強引なカレの甘い束縛
その象徴が今住んでいるマンションだ。
正確な販売価額は聞いていないけれど、ゼロが八個並ぶのではないかと思っている。
二十代のOLが住むには非現実的なマンション。
音羽家の財力をどんと見せつけられたようで遠慮しないわけではないけれど。
華やかな内装、セキュリティ面に文句のつけようがない高級マンションだ、住みたくないわけがない。
それに、私が住むことによって、姉さんが私への罪悪感を減らし、少しでも穏やかに過ごしていられるのならと、ずっと住み続けている。
高校生でも、社会に出たことがない世間知らずでもない今なら、自分が置かれた状況を強い気持ちで受け止められる。
二度と心を病んだり、家を飛び出したりしないのに、姉さんにとって私を手離すことは恐怖以外の何ものでもない。
そんな姉さんを説得して自立するべきだとわかってはいても、姉さんを傷つけてしまった罪の意識が私にもあり、無理を言ってまで押し通せない。

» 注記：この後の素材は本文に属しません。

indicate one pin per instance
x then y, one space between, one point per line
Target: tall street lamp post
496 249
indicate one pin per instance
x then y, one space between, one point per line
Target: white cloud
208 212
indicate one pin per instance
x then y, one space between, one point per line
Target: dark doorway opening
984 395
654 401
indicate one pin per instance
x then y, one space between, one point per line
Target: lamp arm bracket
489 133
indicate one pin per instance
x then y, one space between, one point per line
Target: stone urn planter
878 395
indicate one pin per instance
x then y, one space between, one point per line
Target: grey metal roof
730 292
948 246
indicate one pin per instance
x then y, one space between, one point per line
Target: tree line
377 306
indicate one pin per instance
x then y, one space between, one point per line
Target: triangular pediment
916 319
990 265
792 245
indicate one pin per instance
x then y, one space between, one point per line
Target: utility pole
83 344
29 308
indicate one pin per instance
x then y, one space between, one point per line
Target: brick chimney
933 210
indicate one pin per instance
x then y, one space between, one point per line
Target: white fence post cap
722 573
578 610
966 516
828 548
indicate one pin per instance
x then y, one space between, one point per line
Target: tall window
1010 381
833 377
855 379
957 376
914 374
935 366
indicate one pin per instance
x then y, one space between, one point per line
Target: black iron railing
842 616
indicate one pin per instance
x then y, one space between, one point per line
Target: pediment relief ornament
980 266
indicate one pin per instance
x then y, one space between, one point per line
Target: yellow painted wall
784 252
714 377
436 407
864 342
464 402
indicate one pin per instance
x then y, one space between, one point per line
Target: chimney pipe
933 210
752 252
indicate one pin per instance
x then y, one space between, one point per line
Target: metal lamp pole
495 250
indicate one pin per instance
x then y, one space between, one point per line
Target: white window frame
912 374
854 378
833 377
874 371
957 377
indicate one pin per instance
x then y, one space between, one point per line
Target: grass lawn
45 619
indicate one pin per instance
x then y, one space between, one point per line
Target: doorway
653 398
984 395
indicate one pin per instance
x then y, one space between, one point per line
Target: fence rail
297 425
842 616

結局、私も姉さんもお互いへの申し訳なさに縛られて、身動きが取れないままだ。
だけど、陽太が何度か口にした「俺がいる地上に降りておいで」という言葉が、頑なに現状維持を意識しながら暮らしていた私の心に風穴をあけた。
そう。
両親に振り回されていた子ども時代の苦しみを盾にして、長い時間、仕事にもプライベートにも変化を持ち込みたくないと強がっていた。
その強がりは私の本音ではなく、姉さんを傷つけてしまった自分に気づかないふりをするための防御以外の何ものでもない。
これ以上姉さんを傷つけないよう、そして、自分がこれ以上感情に任せてバカなことをしないよう、無意識のうちに自分に仕向けた感情の操作だ。